What Would It Take to Reach the Nearest Exoplanet?



Flickr Bill Lile (CC)

Anybody who longs to see an alien world up close got an exciting gift last year. In August, researchers reported the discovery of a potentially habitable, Earth-sized planet orbiting the Sun’s closest stellar neighbour — Proxima Centauri, a mere 1.3 parsecs, or 4.22 light years, away.

It’s a tempting — some might say irresistible — destination. Sending a spacecraft to the planet, dubbed Proxima b, would give humans their first view of a world outside the Solar System. “Clearly it would be a huge step forward for humanity if we could reach out to the nearest star system,” says Bruce Betts, director of science and technology for the Planetary Society in Pasadena, California. The data beamed back could reveal whether the alien world offers the right conditions for life — and maybe even whether anything inhabits it.

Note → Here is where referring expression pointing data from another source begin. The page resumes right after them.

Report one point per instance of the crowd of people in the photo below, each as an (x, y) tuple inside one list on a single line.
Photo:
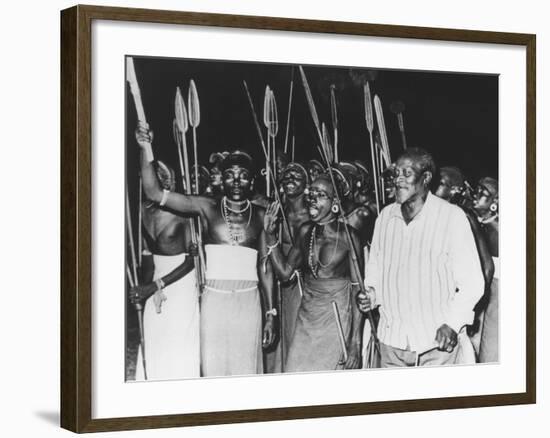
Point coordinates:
[(321, 274)]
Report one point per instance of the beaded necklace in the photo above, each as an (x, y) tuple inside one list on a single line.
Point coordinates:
[(313, 243), (237, 236)]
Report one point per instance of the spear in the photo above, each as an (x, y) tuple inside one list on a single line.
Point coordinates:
[(340, 330), (398, 108), (266, 124), (355, 261), (334, 114), (269, 171), (136, 93), (270, 174), (194, 121), (385, 149), (134, 282), (273, 128), (369, 119), (289, 110), (382, 127), (182, 126)]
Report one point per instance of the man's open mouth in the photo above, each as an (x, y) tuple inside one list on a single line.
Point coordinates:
[(313, 211)]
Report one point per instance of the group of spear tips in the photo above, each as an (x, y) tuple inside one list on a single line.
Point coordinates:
[(189, 116)]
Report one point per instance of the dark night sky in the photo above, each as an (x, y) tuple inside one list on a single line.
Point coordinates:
[(452, 115)]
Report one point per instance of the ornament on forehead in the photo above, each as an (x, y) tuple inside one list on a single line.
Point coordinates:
[(343, 180), (315, 163), (217, 157), (165, 175), (352, 173), (203, 172), (490, 184), (297, 166), (237, 158)]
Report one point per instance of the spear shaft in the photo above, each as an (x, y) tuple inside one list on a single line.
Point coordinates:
[(288, 114), (369, 119), (134, 282), (353, 252), (270, 173)]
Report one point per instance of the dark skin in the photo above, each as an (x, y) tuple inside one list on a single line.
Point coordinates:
[(483, 199), (411, 191), (294, 184), (247, 225), (165, 234), (336, 258), (447, 190)]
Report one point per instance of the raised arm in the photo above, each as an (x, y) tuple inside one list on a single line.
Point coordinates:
[(487, 264), (284, 266), (144, 291), (187, 204), (267, 289), (354, 341)]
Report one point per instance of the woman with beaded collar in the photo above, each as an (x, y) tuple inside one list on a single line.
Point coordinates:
[(322, 252), (231, 317), (486, 207)]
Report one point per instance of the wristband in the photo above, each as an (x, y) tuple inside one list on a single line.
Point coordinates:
[(148, 152), (164, 199), (160, 284)]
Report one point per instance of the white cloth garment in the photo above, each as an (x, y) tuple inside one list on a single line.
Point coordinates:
[(231, 262), (231, 315), (425, 274), (172, 345)]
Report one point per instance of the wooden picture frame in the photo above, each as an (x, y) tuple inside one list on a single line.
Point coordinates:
[(76, 217)]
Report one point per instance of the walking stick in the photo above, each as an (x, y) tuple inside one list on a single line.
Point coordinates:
[(182, 127), (340, 330), (325, 148), (134, 282), (369, 119)]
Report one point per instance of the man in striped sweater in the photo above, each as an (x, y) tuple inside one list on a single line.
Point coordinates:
[(423, 271)]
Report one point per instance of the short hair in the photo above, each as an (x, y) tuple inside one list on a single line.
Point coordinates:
[(296, 166), (339, 179), (165, 175), (491, 184), (421, 157), (455, 175), (237, 158)]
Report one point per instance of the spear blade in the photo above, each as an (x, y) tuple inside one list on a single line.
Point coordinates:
[(327, 149), (266, 105), (382, 126), (134, 89), (334, 114), (193, 105), (333, 109), (181, 112), (311, 103), (272, 116), (369, 119)]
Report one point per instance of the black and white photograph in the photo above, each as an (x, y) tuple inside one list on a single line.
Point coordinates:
[(290, 218)]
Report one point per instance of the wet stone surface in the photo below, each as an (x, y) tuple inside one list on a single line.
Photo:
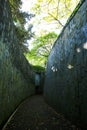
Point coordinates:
[(35, 114)]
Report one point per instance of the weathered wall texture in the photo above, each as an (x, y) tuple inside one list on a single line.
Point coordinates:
[(66, 77), (16, 76)]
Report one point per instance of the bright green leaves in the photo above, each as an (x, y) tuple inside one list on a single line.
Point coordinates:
[(41, 48)]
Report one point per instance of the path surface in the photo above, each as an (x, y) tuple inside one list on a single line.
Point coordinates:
[(35, 114)]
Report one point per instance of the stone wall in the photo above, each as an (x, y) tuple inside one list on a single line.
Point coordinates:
[(16, 75), (66, 76)]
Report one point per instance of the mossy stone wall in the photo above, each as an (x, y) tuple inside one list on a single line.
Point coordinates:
[(16, 75)]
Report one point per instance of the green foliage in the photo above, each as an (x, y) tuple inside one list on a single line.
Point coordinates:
[(57, 11), (41, 48), (20, 18)]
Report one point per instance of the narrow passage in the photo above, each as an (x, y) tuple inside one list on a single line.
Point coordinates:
[(35, 114)]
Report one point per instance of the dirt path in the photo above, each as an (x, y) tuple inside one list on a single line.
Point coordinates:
[(35, 114)]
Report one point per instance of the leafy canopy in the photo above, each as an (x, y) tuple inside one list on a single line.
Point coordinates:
[(41, 48)]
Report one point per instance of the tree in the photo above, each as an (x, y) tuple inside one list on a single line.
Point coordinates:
[(41, 48), (57, 11), (20, 18)]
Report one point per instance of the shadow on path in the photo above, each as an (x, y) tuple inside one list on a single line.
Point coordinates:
[(35, 114)]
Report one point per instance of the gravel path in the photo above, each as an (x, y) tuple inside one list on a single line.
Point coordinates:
[(35, 114)]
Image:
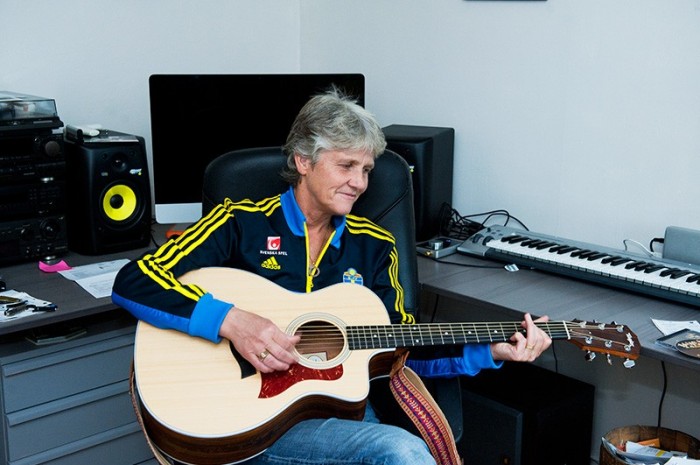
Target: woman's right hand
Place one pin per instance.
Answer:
(259, 340)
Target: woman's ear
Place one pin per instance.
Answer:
(302, 163)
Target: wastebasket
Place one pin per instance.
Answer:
(670, 440)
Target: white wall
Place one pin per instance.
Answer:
(94, 57)
(582, 118)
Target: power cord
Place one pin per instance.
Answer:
(663, 394)
(461, 227)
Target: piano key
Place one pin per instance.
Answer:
(613, 267)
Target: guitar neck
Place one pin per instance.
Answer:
(435, 334)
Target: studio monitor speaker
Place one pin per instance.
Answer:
(108, 191)
(429, 151)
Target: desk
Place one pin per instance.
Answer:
(488, 286)
(68, 403)
(479, 284)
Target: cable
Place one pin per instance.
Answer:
(461, 227)
(663, 394)
(658, 240)
(638, 244)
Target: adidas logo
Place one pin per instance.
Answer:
(271, 264)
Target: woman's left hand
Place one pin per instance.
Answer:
(523, 348)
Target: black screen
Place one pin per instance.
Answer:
(196, 118)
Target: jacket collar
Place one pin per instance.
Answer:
(296, 219)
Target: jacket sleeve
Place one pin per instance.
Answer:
(470, 361)
(148, 287)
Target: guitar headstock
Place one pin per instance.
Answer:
(610, 339)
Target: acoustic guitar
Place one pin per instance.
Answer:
(201, 402)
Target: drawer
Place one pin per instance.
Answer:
(68, 420)
(124, 445)
(37, 380)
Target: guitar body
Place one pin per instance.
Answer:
(199, 404)
(202, 403)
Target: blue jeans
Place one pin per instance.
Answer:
(346, 442)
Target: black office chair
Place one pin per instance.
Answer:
(388, 201)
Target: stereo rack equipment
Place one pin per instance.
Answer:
(32, 179)
(22, 112)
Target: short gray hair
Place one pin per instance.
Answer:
(331, 121)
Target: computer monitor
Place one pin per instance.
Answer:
(196, 118)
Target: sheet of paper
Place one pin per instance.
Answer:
(97, 278)
(669, 327)
(682, 461)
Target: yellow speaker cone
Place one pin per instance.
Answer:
(119, 202)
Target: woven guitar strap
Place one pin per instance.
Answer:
(414, 399)
(411, 395)
(137, 409)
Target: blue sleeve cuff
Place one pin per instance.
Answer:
(475, 357)
(207, 317)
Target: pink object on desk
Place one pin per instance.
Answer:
(56, 267)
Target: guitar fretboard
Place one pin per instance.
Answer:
(435, 334)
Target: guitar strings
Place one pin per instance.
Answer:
(475, 332)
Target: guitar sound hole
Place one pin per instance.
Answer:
(321, 341)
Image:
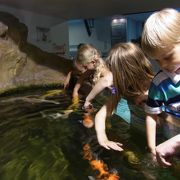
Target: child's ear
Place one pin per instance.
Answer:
(94, 61)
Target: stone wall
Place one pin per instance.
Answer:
(23, 64)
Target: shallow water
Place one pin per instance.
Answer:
(42, 138)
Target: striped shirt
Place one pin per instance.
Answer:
(164, 94)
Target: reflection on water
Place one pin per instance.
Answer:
(42, 137)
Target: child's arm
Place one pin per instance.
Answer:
(151, 132)
(77, 86)
(104, 82)
(67, 79)
(100, 119)
(167, 149)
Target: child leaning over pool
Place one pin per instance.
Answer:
(132, 74)
(94, 69)
(161, 41)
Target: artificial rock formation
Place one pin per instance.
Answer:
(23, 64)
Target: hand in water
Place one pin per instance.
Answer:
(87, 105)
(111, 145)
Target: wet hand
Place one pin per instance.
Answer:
(163, 160)
(111, 145)
(87, 105)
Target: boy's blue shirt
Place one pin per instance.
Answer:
(164, 94)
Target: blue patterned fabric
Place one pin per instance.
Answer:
(164, 94)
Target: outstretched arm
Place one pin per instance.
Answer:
(104, 82)
(67, 79)
(151, 132)
(167, 149)
(100, 119)
(77, 86)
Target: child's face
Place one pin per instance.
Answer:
(83, 68)
(169, 59)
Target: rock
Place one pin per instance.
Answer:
(23, 64)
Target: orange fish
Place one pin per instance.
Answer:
(88, 120)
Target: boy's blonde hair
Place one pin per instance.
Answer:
(132, 71)
(161, 31)
(86, 54)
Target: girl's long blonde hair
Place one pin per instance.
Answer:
(86, 54)
(132, 72)
(161, 31)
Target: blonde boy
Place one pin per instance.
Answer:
(161, 41)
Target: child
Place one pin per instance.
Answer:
(93, 67)
(161, 41)
(72, 75)
(132, 74)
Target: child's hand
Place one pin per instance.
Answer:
(87, 105)
(75, 95)
(168, 149)
(111, 145)
(66, 84)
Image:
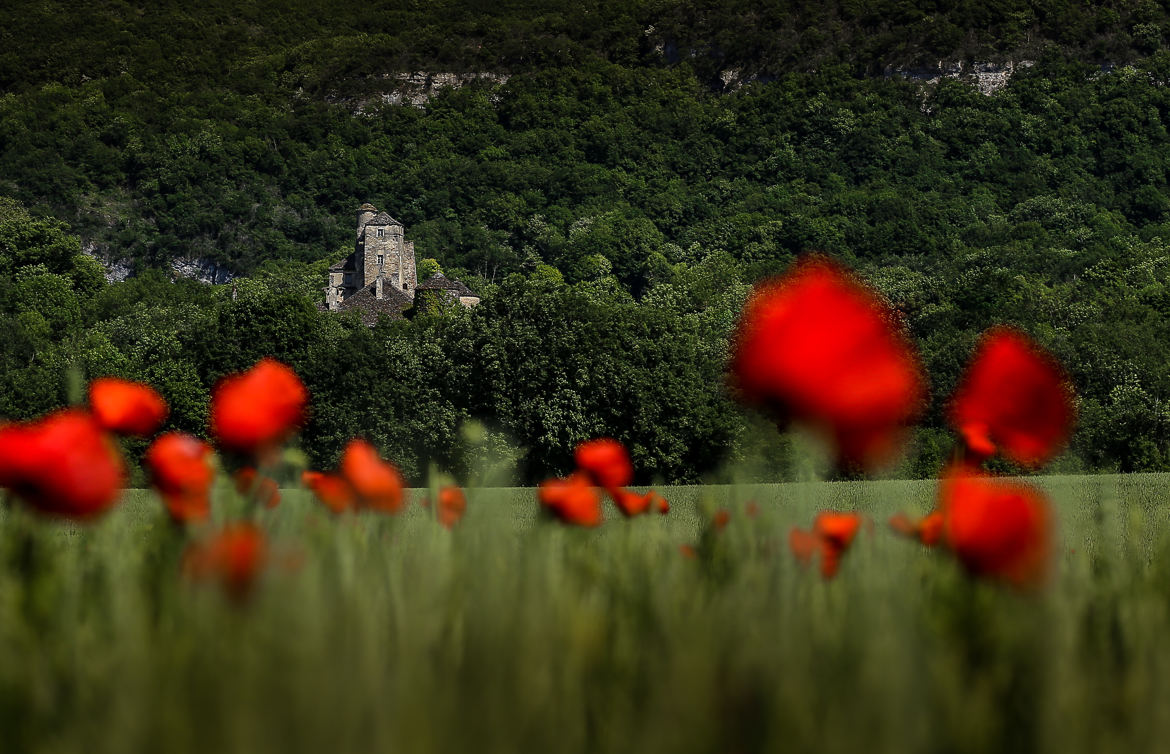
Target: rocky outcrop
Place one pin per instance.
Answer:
(986, 77)
(202, 269)
(414, 89)
(116, 269)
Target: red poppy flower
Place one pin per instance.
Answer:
(838, 528)
(376, 482)
(331, 489)
(63, 464)
(265, 489)
(573, 500)
(126, 408)
(606, 461)
(1013, 398)
(452, 506)
(256, 411)
(183, 475)
(831, 536)
(997, 528)
(631, 504)
(928, 529)
(824, 349)
(235, 557)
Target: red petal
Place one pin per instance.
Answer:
(63, 464)
(824, 349)
(181, 473)
(234, 556)
(452, 506)
(330, 488)
(998, 529)
(606, 461)
(259, 409)
(631, 504)
(572, 500)
(1013, 397)
(126, 408)
(838, 528)
(378, 485)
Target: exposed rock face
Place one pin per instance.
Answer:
(988, 77)
(202, 269)
(116, 271)
(417, 88)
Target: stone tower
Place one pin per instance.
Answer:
(380, 268)
(383, 252)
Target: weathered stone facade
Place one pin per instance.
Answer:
(379, 276)
(382, 259)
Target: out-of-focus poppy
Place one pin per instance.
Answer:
(824, 349)
(126, 408)
(377, 482)
(928, 529)
(183, 475)
(631, 504)
(838, 528)
(265, 489)
(234, 556)
(573, 500)
(452, 505)
(997, 528)
(831, 536)
(606, 461)
(1013, 398)
(254, 412)
(331, 489)
(63, 464)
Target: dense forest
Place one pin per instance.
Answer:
(612, 201)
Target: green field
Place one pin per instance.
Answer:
(513, 633)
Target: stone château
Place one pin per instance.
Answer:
(379, 276)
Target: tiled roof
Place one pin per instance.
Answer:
(392, 304)
(441, 282)
(383, 218)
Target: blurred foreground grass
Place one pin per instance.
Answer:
(511, 633)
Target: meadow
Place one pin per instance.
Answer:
(514, 633)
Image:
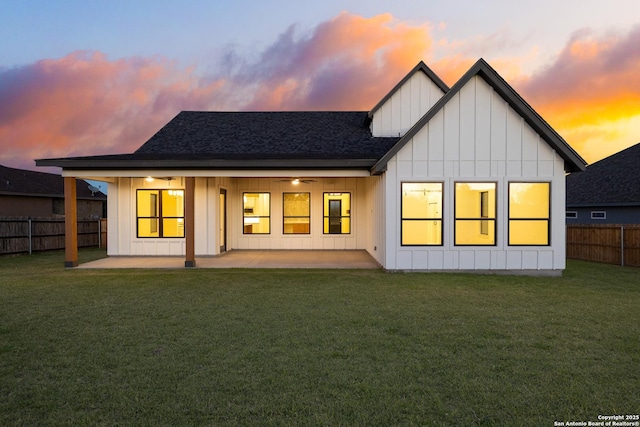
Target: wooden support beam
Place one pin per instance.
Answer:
(70, 223)
(189, 221)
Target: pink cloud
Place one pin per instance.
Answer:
(85, 104)
(88, 104)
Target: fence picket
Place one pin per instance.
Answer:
(28, 235)
(612, 244)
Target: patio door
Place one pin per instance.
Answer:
(335, 216)
(223, 220)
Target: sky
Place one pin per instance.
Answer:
(101, 77)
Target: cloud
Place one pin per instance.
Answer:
(344, 63)
(88, 104)
(591, 92)
(85, 104)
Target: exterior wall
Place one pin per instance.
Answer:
(476, 137)
(400, 112)
(357, 239)
(613, 215)
(122, 216)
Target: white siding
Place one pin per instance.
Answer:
(366, 231)
(476, 137)
(406, 106)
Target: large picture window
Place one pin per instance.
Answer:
(337, 213)
(475, 213)
(160, 213)
(296, 209)
(421, 207)
(529, 213)
(256, 213)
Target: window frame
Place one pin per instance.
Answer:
(159, 214)
(284, 217)
(509, 218)
(255, 216)
(441, 218)
(480, 217)
(325, 214)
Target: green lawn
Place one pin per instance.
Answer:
(314, 347)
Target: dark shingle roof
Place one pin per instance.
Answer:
(29, 183)
(611, 181)
(268, 135)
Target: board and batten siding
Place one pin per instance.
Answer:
(365, 230)
(406, 106)
(316, 240)
(477, 136)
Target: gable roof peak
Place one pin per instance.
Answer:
(420, 67)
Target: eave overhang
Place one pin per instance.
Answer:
(138, 163)
(573, 161)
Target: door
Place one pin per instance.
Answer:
(223, 220)
(335, 216)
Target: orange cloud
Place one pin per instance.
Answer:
(591, 92)
(87, 104)
(345, 63)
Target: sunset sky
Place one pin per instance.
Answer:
(100, 77)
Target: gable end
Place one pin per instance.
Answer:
(573, 161)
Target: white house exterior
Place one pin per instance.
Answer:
(467, 178)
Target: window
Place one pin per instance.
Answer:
(296, 208)
(337, 213)
(529, 213)
(160, 213)
(256, 213)
(475, 213)
(421, 207)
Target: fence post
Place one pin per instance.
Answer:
(29, 235)
(622, 245)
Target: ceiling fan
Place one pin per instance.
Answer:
(296, 181)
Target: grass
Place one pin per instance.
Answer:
(318, 347)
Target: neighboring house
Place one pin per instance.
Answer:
(432, 178)
(25, 193)
(607, 192)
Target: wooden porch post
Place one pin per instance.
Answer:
(70, 223)
(189, 224)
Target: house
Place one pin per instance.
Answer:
(467, 178)
(608, 192)
(25, 193)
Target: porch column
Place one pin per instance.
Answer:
(189, 221)
(70, 223)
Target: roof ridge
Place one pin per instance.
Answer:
(421, 66)
(490, 76)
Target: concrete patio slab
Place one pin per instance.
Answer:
(249, 259)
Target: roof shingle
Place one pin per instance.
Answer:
(268, 135)
(610, 181)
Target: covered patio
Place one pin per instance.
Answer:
(348, 259)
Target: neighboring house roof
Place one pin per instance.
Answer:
(253, 140)
(20, 182)
(612, 181)
(422, 67)
(573, 161)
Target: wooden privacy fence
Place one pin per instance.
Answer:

The idea of reaching Proxima b is not just science fiction. In fact, a few months before the discovery of the exoplanet, a group of business leaders and scientists took the first steps towards visiting the Alpha Centauri star system, thought to be home to Proxima. They announced Breakthrough Starshot, an effort backed by US$100 million from Russian investor Yuri Milner to vastly accelerate research and development of a space probe that could make the trip. When Proxima b was found (G. Anglada-Escudé et al. Nature 536, 437440; 2016), the project gained an even more tantalizing target.